La literatura incluye testimonios indígenas, escrituras del campo, poesía experimental, novelas gráficas, crónicas urbanas, relatos híbridos y bilingües, micro ficciones en redes sociales. Abarca desde el boom latinoamericano hasta los relatos de la frontera, desde Alejandra Pizarnik hasta un poeta desplazado por la violencia que vende sus poemas a dos dólares en la estación de metro. Llamar a todas estas expresiones literatura significa reconocer su potencial artístico común y su capacidad de imaginar. Al final de cuentas, el lenguaje literario no se define por su modo de circulación ni por la experiencia del escritor, sino por lo que hace: abrir espacios de imaginación, experimentar con la realidad social, dar sentido a la experiencia humana.
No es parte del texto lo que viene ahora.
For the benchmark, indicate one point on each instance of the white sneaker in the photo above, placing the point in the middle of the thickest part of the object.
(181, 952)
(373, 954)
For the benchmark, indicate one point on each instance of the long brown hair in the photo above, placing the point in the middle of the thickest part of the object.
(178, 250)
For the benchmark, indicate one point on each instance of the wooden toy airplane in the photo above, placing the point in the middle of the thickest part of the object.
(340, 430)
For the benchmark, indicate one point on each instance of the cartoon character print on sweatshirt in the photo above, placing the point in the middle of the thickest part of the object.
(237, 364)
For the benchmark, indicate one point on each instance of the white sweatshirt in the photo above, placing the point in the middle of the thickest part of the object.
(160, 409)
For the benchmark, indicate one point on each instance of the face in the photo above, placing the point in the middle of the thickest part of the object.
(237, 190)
Nombrar “literatura” a todas estas expresiones escritas e híbridas le devuelve al término la amplitud que nunca debió perder y puede servir como puente intergeneracional que conecte a los jóvenes lectores digitales con tradiciones más antiguas, sin obligarlos a elegir entre TikTok y el Popol Vuh. En un mundo gobernado por algoritmos y populistas que convierten la complejidad del mundo en un espectáculo inmediato, defender la literatura no es un acto nostálgico, es un compromiso ético con estas y las futuras generaciones.